Hago un patético esfuerzo por recomponerme y levanto la cabeza para mirar a mi torturador. Me sorprende ver a una mujer, no muy alta, de complexión fornida y rasgos poco agradables. Viste una especie de túnica descolorida y raída, adornada por un gran capuchón que cae a su espalda. Junto a ella hay una cubeta de metal casi rebosante de una oscura grasa, la misma con la que me ha embadurnado. Detrás de la mujer hay algo.
—Créeme, niña —dice, con esa ambigua e impostada inflexión en su voz que no logra ocultar un deje sureño—. Solo soy una cazadora. De las buenas, lo reconozco. Me gusta salir de noche, soy silenciosa como un lobo. Me conocen, pero no saben quién soy. También a mí me han bautizado, ¿sabes? Ahora me llaman La Bestia. Pobres paletos, mi leyenda ha llegado a tal punto que incluso me acusan de exterminar sus ganados —se ríe con una carcajada demasiado forzada—. Idiotas. Yo no mato animales. Bien, ahora estás lista para Él.
Entonces se aparta y puedo ver lo que hay en la pared que tengo enfrente. Flanqueada por la luz de dos teas, se alza una escultura horrenda. Cabeza de carnero, con el cuello seccionado sin miramientos. Torso de lo que parece caballo, con el color de la muerte en la piel renegrida. Dos maderos chamuscados extendidos a ambos lados, como brazos prestos a recibir una ofrenda inimaginable. Debajo de tal aberración se acumulan cenizas y huesos, entre los que sobresalen pequeños cráneos de indudable procedencia humana. Pese a la asfixiante humedad que me viste, un escalofrío helado me sacude ante tal visión.
Es un altar despreciable, que irradia ignominia.
La mujer busca algo en un lateral de la estancia, un rincón oscuro donde se amontonan objetos que no puedo reconocer. Recorro el antro con la mirada, y al hacerlo mi cuerpo se balancea levemente, produciéndome nuevos mordiscos de dolor en las muñecas. Creo que la cuerda que las aprisiona está llegando hasta el hueso.
Intento no desmayarme, buscando sin suerte alguna rendija en los muros de esta cripta. Solo una pequeña abertura rompe el sello del lugar, dejando entrever unos toscos escalones de piedra que ascienden a la oscuridad. Estoy en un sótano subterráneo, no me cabe duda. Tampoco es algo que importe demasiado.

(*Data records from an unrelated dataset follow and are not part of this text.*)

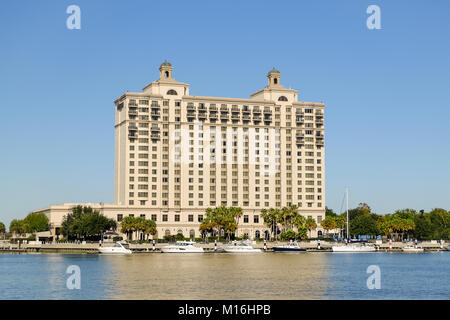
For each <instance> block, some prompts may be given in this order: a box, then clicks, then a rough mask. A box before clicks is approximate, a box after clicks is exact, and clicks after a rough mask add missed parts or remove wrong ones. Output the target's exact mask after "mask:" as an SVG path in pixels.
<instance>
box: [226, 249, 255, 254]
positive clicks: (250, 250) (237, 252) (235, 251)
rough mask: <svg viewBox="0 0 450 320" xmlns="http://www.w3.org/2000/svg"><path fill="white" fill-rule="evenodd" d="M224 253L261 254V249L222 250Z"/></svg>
mask: <svg viewBox="0 0 450 320" xmlns="http://www.w3.org/2000/svg"><path fill="white" fill-rule="evenodd" d="M223 251H224V252H228V253H261V252H262V250H261V249H254V248H248V249H247V248H223Z"/></svg>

Vuelvo a repetir mi mantra.
—¿Qué hora es?
La mujer sigue hurgando en el rincón, parece no haberme oído. Tras unos segundos se incorpora y camina hacia mí, sosteniendo un palo largo en cuyo extremo hay un paño sucio anudado.
—Debes estar cansada, niña —dice mientras introduce el paño en la cubeta de grasa—. Como te he dicho, tardé bastante en arrastrarte hasta aquí, pero por suerte llegamos antes del alba. Ahora ya está anocheciendo, así que llevas un buen rato ahí colgada. Pero tranquila, ya estamos acabando.
Sus palabras me dan consuelo. En mi interior, sonrío. Creo que algo se refleja en mi rostro, pues la mujer me mira con un pequeño gesto de extrañeza durante un segundo. Entonces se pone la capucha, se da la vuelta y encara a su monstruoso dios, realizando una serie de movimientos que parecen reverencias obscenas. Acerca el palo que porta a una de las antorchas, y este prende en un instante, generando el instrumento que ha de devorar mi vida.
Es en ese momento cuando mi corazón estalla. Mi estructura ósea se fractura en mil puntos diferentes, llevando mi tormento a cotas imposibles a las que no llego a acostumbrarme. Aguanto sumisa hasta que mi sangre empieza a hervir, hasta que mi piel se endurece, hasta que mi forma cambia y huelo la muerte. Un último vistazo me revela el miedo en el rostro de la mujer, un miedo cercano al frenesí que esta vez su dios no calmará.
Me desvanezco en un aullido prolongado hasta la negrura. Un aullido que, por una vez, me reconforta.